# Visiting Cape May, Plan to Fish!



## s14turbo (May 31, 2008)

I'm vacationing to Cape May the last weekend of August. I plan to bring the kayak and or rent a skiff to do some fishing. I may even do a little surf fishing. I've been searching google maps looking at the bays, sounds and inlets. I plan to drift for fluke and hopefully find a weakfish or two.

So, whats hot and whats not? This will be a first time visit for me.

Thanks


----------



## junkmansj (Jul 23, 2005)

did you get the E Mails?


----------



## s14turbo (May 31, 2008)

Yes I did thanks! So that Jarvis Sound can be productive huh? I've heard a few people fishing those shoals off the beach and the concrete ship wreck. Pretty excited about the trip.


----------



## jerseysalt (Jul 8, 2005)

rudddogg is the man for cape may....send him a message......out by the concret ships you can get into the cape may RIPS.....good striper fishing but u better have a good boat and capt...JS


----------



## RuddeDogg (Mar 20, 2004)

From an earlier post:

Well this may help......
Spetember is a good time to fish. Water will still be warm, striper, blues, flatties and the occasional weakie can be found. Clams and bunker will work well. Like rhetoric said, bring your cast net. There are a boat load of places to fish down here. Depending on where you want to fish will determine your gear. I'll go by areas to help ya out. Obviously, if you're gonna fish the surf,you'll need surf gear. 10ft or better will work just fine. Jetties, Pier and the Sea Wall, 7-9 foot rods will work. So now the areas......

1-Poverty Beach, Cove at 2nd Ave, Sunset Beach, Higbees Beach, Cape May Point State Park : These spots are great for Striper and Blues. Clam and Bunker would be the baits of choice. A single rig or Top & Bottom rig will do just fine. (SURF GEAR)

2-Half Brudge at Grassy Sound: This is an old wooden bridge that was turned into a fishin pier. Flounder, Striper and Blues. Clam, Mullet, Mackerel, Minnows, would be the baits of choice. Again single or top & bottom rigs. (7-9ft gear)

3-The Sea Wall at New York Ave in North Wildwood: Great sport for Striper, Blues, Flounder and TOG. Not too hard to fish there if you know how fish Jetties. Clam, Mullet, Minnows, and Mackerel would be the baits of choice. 8-10ft rods will work to get ya further out fron the Jetty.

4-Bulk Head on Chestnut Ave in North Wildwood (Turtle Creek): Striper, Flounder, Blues. Clam, Mullet, Mackerel, Minnows would be the baits of choice. (7-9ft gear) 
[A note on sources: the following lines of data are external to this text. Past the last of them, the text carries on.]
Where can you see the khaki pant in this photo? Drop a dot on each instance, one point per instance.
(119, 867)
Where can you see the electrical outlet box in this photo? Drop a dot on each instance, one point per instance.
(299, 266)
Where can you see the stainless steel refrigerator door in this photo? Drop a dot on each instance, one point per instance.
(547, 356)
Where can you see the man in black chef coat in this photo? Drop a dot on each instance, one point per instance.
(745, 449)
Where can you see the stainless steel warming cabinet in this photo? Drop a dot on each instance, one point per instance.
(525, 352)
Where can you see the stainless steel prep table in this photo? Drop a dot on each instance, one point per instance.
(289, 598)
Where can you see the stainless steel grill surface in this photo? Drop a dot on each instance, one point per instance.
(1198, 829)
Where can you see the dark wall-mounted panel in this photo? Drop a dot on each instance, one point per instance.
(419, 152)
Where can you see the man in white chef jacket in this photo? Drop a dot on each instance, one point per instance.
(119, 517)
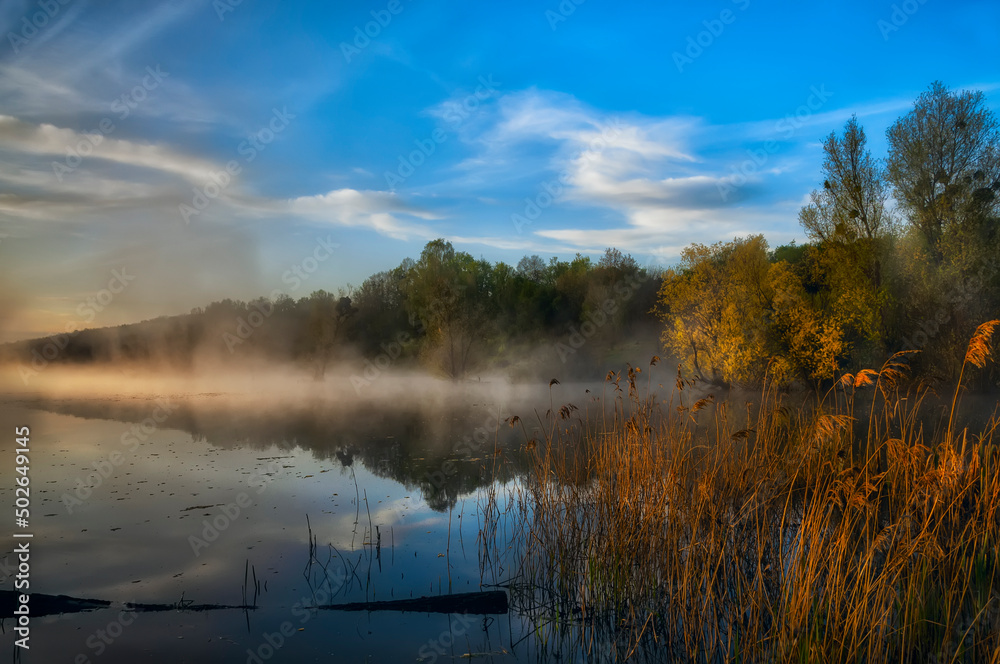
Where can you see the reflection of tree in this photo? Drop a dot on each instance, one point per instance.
(429, 450)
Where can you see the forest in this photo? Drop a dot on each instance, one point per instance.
(900, 254)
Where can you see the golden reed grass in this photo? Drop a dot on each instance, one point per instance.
(653, 532)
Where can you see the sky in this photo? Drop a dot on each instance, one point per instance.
(155, 157)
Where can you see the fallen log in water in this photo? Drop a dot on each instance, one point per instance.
(47, 605)
(494, 601)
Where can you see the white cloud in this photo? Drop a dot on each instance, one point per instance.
(377, 210)
(67, 145)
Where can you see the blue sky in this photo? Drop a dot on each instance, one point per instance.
(509, 129)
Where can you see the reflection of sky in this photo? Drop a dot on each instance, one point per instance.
(129, 541)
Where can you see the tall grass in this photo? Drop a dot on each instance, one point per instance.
(840, 532)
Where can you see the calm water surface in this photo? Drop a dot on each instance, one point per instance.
(166, 500)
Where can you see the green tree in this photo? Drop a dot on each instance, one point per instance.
(944, 164)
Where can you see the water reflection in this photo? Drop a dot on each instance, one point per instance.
(441, 453)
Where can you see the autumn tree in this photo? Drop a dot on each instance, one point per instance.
(715, 309)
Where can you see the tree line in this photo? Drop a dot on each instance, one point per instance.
(447, 312)
(902, 254)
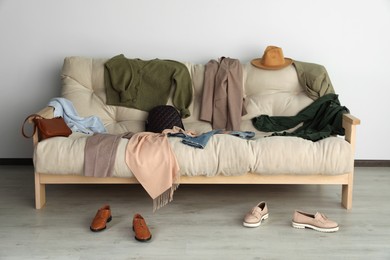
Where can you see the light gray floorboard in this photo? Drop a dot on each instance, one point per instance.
(202, 222)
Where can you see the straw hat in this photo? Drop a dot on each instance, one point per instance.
(272, 59)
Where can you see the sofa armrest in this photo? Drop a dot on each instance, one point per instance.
(349, 124)
(47, 112)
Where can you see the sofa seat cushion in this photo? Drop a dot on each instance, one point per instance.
(224, 154)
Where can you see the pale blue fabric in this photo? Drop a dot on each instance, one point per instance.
(201, 140)
(88, 125)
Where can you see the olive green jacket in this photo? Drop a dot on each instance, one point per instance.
(314, 79)
(143, 84)
(320, 119)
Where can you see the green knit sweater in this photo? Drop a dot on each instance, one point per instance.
(143, 84)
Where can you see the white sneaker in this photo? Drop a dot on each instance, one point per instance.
(316, 221)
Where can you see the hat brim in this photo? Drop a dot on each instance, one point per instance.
(257, 63)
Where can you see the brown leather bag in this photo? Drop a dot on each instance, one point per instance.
(48, 127)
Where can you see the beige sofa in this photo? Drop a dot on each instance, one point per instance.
(225, 160)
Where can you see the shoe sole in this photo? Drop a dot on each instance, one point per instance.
(303, 226)
(97, 230)
(257, 224)
(142, 240)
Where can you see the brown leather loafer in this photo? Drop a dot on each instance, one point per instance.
(140, 228)
(101, 218)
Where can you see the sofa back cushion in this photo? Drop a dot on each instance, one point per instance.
(272, 92)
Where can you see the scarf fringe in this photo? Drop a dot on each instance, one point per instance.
(164, 198)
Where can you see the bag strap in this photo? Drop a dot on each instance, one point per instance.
(32, 116)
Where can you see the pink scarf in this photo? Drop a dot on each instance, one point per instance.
(152, 161)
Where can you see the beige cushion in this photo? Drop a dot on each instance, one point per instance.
(266, 92)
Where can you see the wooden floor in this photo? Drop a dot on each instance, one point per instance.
(203, 221)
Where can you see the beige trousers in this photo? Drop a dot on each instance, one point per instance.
(222, 99)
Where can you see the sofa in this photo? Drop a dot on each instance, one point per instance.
(226, 159)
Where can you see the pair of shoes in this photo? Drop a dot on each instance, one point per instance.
(101, 218)
(140, 229)
(316, 221)
(257, 214)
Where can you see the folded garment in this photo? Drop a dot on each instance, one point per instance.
(88, 125)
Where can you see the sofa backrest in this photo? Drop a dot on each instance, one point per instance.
(271, 92)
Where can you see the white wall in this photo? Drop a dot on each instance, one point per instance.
(350, 38)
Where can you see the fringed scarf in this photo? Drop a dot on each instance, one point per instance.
(152, 161)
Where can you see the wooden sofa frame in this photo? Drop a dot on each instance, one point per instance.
(346, 180)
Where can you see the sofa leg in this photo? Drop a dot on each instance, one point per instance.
(40, 192)
(346, 196)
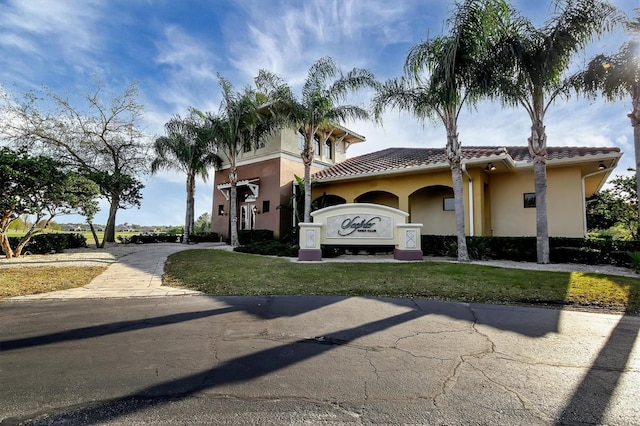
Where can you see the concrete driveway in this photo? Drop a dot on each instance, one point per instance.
(313, 360)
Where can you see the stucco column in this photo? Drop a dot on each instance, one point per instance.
(408, 242)
(309, 241)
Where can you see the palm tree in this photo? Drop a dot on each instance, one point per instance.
(537, 59)
(319, 109)
(444, 73)
(242, 121)
(616, 77)
(187, 148)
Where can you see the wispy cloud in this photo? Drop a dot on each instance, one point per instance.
(190, 75)
(39, 28)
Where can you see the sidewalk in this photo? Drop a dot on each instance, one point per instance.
(138, 274)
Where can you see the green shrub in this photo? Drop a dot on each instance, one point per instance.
(47, 243)
(635, 260)
(248, 236)
(149, 239)
(269, 248)
(586, 255)
(201, 237)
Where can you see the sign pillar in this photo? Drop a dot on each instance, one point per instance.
(309, 241)
(408, 247)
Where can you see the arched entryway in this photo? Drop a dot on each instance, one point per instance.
(379, 197)
(433, 207)
(327, 200)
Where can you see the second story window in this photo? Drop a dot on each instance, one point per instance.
(327, 150)
(316, 146)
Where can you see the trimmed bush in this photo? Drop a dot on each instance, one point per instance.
(150, 238)
(201, 237)
(248, 236)
(47, 243)
(269, 248)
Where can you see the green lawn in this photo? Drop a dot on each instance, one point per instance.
(34, 280)
(218, 272)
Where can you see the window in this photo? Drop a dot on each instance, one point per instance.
(327, 149)
(529, 200)
(448, 204)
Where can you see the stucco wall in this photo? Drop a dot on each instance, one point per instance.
(427, 208)
(564, 203)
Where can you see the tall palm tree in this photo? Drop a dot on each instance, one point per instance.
(242, 121)
(187, 147)
(320, 107)
(617, 76)
(538, 59)
(442, 75)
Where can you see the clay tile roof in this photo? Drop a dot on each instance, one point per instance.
(398, 159)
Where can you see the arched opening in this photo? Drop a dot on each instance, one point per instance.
(327, 200)
(379, 197)
(433, 207)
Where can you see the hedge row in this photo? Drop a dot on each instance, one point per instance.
(47, 243)
(561, 250)
(168, 238)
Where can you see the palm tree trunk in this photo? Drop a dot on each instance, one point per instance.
(5, 221)
(538, 150)
(188, 220)
(6, 248)
(93, 232)
(453, 155)
(634, 116)
(233, 206)
(307, 159)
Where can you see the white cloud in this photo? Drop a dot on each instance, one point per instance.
(191, 79)
(35, 25)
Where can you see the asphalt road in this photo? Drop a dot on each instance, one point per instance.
(313, 360)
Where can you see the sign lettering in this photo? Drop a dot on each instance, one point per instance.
(351, 225)
(358, 226)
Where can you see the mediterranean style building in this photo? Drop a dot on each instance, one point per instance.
(266, 180)
(499, 191)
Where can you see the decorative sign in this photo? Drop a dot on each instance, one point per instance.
(355, 225)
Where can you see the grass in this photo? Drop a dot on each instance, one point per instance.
(217, 272)
(34, 280)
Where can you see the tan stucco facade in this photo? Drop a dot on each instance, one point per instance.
(493, 202)
(271, 169)
(493, 196)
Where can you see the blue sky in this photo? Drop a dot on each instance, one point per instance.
(175, 48)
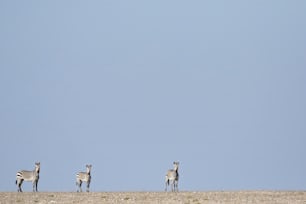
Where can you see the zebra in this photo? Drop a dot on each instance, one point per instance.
(84, 177)
(28, 176)
(172, 177)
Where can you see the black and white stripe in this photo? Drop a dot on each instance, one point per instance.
(25, 175)
(83, 177)
(172, 177)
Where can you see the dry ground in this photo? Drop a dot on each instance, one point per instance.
(156, 197)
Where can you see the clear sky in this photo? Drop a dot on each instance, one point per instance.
(131, 86)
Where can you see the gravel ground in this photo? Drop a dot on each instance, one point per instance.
(156, 197)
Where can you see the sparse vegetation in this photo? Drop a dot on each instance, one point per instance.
(262, 197)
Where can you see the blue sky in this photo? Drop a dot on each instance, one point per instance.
(131, 86)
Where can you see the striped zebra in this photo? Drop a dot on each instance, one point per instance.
(172, 177)
(32, 176)
(83, 177)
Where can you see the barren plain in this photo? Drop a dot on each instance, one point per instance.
(229, 197)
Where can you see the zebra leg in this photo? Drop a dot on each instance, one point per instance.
(167, 183)
(172, 186)
(19, 183)
(79, 183)
(35, 186)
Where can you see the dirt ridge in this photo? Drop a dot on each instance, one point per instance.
(229, 197)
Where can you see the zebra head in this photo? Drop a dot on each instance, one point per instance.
(88, 168)
(37, 167)
(175, 165)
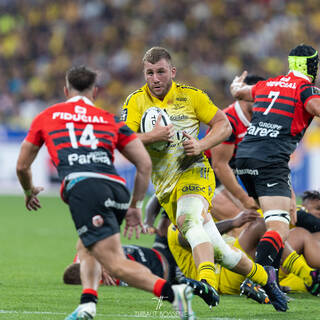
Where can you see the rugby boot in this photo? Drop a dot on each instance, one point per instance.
(206, 292)
(254, 291)
(277, 297)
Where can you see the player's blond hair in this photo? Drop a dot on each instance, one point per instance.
(155, 54)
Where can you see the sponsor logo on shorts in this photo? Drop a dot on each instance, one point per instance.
(251, 172)
(82, 230)
(263, 131)
(97, 221)
(193, 187)
(109, 203)
(270, 185)
(124, 114)
(91, 157)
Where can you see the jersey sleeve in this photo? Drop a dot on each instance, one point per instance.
(125, 134)
(255, 87)
(35, 133)
(233, 136)
(130, 113)
(309, 92)
(205, 109)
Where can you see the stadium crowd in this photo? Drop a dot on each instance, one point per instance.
(41, 39)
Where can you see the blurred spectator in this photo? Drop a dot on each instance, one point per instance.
(215, 39)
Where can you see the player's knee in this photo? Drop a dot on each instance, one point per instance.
(72, 274)
(190, 220)
(277, 216)
(227, 257)
(189, 213)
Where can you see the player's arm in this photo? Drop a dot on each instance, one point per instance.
(220, 130)
(221, 155)
(239, 89)
(308, 221)
(243, 217)
(136, 153)
(159, 133)
(27, 155)
(313, 107)
(131, 115)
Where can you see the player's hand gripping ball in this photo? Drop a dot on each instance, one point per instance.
(149, 120)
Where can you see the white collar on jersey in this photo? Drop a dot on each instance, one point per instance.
(240, 114)
(299, 74)
(85, 99)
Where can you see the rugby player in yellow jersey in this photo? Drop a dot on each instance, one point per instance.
(182, 176)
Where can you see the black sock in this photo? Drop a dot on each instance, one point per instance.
(88, 297)
(167, 292)
(276, 263)
(268, 248)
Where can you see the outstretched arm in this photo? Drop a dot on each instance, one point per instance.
(27, 155)
(136, 153)
(220, 131)
(239, 89)
(243, 217)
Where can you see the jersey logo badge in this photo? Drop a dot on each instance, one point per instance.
(269, 185)
(81, 110)
(124, 114)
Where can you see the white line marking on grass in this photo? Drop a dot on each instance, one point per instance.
(104, 315)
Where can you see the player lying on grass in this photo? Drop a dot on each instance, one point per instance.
(160, 260)
(81, 140)
(300, 240)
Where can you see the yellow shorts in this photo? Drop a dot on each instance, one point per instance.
(200, 181)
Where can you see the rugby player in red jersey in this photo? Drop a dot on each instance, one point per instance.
(283, 108)
(81, 140)
(230, 197)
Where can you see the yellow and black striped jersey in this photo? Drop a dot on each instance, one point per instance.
(186, 107)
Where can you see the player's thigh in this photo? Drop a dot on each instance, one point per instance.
(182, 256)
(229, 282)
(98, 207)
(198, 181)
(223, 207)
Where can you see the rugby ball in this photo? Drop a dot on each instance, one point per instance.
(148, 121)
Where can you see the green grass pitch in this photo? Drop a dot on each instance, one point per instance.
(36, 247)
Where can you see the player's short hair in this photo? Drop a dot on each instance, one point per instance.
(72, 274)
(155, 54)
(81, 78)
(251, 79)
(311, 195)
(304, 58)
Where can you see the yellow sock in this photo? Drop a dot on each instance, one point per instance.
(206, 270)
(296, 264)
(258, 274)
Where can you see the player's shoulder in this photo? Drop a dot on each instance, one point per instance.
(132, 97)
(187, 89)
(230, 109)
(191, 91)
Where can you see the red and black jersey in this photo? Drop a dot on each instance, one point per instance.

5-Jetties at Higbee's Beach, Cape May Lewes Ferry and along Beach Drive in North Cape May: Striper, Blues, Flounder. Clam, Bunker, Plugs, Metal. These are good spots to fish as you have your choice of surf fishin or the jetties. Bribg your corkers. 

6-Middle Thoro Fare Bridge between Cape May and Wildwood Crest: Striper, Flounder and Blues. Clam, Mackerel, Squid, Minnows, Plugs, Metal would be the baits of choice. There are Sea Food processing plants on both side of the bridge.

Hope this helps a little. If ya have anymore questions give me a shout or let me know the dates you gys are comin into town. I'd be glad to help ya out and put ya on some fish.


----------